CUDA Device Query (Runtime API) version (CUDART static linking)
Detected 1 CUDA Capable device(s)
Device 0: “NVIDIA GeForce RTX 3080”
CUDA Driver Version / Runtime Version 11.7 / 11.7
CUDA Capability Major/Minor version number: 8.6
Total amount of global memory: 10018 MBytes (10504437760 bytes)
(068) Multiprocessors, (128) CUDA Cores/MP: 8704 CUDA Cores
GPU Max Clock rate: 1710 MHz (1.71 GHz)
Memory Clock rate: 9501 Mhz
Memory Bus Width: 320-bit
L2 Cache Size: 5242880 bytes
Maximum Texture Dimension Size (x,y,z) 1D=(131072), 2D=(131072, 65536), 3D=(16384, 16384, 16384)
Maximum Layered 1D Texture Size, (num) layers 1D=(32768), 2048 layers
Maximum Layered 2D Texture Size, (num) layers 2D=(32768, 32768), 2048 layers
Total amount of constant memory: 65536 bytes
Total amount of shared memory per block: 49152 bytes
Total shared memory per multiprocessor: 102400 bytes
Total number of registers available per block: 65536
Warp size: 32
Maximum number of threads per multiprocessor: 1536
Maximum number of threads per block: 1024
Max dimension size of a thread block (x,y,z): (1024, 1024, 64)
Max dimension size of a grid size (x,y,z): (2147483647, 65535, 65535)
Maximum memory pitch: 2147483647 bytes
Texture alignment: 512 bytes
Concurrent copy and kernel execution: Yes with 2 copy engine(s)
Run time limit on kernels: Yes
Integrated GPU sharing Host Memory: No
Support host page-locked memory mapping: Yes
Alignment requirement for Surfaces: Yes
Device has ECC support: Disabled
Device supports Unified Addressing (UVA): Yes
Device supports Managed Memory: Yes
Device supports Compute Preemption: Yes
Supports Cooperative Kernel Launch: Yes
Supports MultiDevice Co-op Kernel Launch: Yes
Device PCI Domain ID / Bus ID / location ID: 0 / 101 / 0

overclocking?

each data movement operation involves one read and one write.
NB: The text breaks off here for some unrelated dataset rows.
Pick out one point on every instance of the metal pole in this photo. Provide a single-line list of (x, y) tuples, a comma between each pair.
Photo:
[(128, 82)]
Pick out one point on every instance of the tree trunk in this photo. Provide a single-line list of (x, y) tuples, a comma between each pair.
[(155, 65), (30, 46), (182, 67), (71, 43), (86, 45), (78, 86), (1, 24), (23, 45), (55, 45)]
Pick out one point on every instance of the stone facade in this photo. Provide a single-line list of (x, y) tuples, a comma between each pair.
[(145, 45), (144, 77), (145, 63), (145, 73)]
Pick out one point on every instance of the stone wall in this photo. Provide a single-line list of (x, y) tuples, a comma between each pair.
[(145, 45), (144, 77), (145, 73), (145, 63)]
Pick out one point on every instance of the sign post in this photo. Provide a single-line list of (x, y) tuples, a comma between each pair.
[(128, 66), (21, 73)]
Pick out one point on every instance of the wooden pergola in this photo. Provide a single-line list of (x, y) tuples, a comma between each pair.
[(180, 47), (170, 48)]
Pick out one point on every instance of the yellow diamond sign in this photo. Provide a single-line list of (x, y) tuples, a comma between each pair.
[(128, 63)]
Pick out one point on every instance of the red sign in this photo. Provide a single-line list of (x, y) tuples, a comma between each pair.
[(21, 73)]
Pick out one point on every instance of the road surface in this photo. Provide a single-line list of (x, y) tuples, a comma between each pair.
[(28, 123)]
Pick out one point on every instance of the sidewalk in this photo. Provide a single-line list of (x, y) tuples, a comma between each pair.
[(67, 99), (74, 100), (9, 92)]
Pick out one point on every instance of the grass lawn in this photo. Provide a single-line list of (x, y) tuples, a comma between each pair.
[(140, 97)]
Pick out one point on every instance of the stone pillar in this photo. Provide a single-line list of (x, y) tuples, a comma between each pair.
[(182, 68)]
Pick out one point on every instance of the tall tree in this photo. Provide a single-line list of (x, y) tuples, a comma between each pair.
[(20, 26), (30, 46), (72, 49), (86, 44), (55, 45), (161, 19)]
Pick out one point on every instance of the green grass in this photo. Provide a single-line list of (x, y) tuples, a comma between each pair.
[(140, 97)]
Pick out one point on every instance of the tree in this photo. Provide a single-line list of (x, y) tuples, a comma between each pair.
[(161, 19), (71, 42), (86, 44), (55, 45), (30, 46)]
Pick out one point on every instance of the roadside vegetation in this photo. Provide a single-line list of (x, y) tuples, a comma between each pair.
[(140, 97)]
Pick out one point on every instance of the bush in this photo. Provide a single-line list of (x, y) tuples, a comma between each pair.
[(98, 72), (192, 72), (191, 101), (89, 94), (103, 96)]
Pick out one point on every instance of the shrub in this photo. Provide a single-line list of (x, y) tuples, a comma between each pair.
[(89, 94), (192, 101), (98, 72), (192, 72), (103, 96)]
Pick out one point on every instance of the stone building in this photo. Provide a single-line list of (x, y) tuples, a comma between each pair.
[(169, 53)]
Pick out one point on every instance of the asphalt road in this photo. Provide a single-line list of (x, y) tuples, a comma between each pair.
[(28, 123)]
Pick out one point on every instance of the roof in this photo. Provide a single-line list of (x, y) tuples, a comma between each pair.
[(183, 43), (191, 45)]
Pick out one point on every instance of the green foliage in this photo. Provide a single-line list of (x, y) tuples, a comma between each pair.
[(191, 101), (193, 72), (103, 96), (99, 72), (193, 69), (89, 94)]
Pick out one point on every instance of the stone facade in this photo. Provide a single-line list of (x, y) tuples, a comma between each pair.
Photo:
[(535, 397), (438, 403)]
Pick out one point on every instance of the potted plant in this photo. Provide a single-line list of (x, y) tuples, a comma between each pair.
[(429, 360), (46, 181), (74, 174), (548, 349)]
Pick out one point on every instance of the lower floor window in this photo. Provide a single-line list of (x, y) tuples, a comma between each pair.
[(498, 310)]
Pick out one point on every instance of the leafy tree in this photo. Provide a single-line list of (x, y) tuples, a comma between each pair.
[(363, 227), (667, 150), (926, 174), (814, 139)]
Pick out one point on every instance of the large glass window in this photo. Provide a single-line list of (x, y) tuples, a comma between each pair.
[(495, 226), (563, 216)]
Bandwidth is measured in bytes read and written, per second. The Size is the amount of bytes copied, but each byte copied requires one write and one read.

That could be an artifact of the timing methodology. The elapsed time for the highlighted log entry is on the order of a couple of microseconds. Looking at the SDK timer used for the example programs, it seems the underlying operating system timers should be able to support sub-microsecond granularity. However, I notice that the SDK timer keeps some data as float, which may add additional numerical artifacts that increase clock jitter as seen by the user, but I have not reviewed this in detail. For that reason I keep timing data as double in my own work.

NVIDIA may want to review their SDK timing methodology with regard to (1) reliability of measuring events of extremely short duration, possibly changing float data items to double (2) avoiding measuring of events of extremely short duration, possibly increasing the minimum sizes used in various shmoo tests.

also I believe the number commonly reported by NVIDIA for these types of specs is GB = 2^30 bytes, whereas the GB number used by bandwidth test is 1 billion bytes. That would not give a complete accounting of the difference, however. That could account for ~7% difference.

For bandwidth tests it is customary to use SI prefixes in their ordinary meaning, so GB/s means 109 bytes/second. The usage in this CUDA program is consistent with that. I assume that the speeds & feeds marketing numbers (here: 760 GB/s) quoted for NVIDIA GPUs make use of the same metric, because in my experience marketing will always quote the highest number available.

Only in measurements of capacity should the alternate binary prefixes be used, such as MiB (mebi bytes) and GiB (gibi bytes). Unless you are a mass storage vendor, but I digress …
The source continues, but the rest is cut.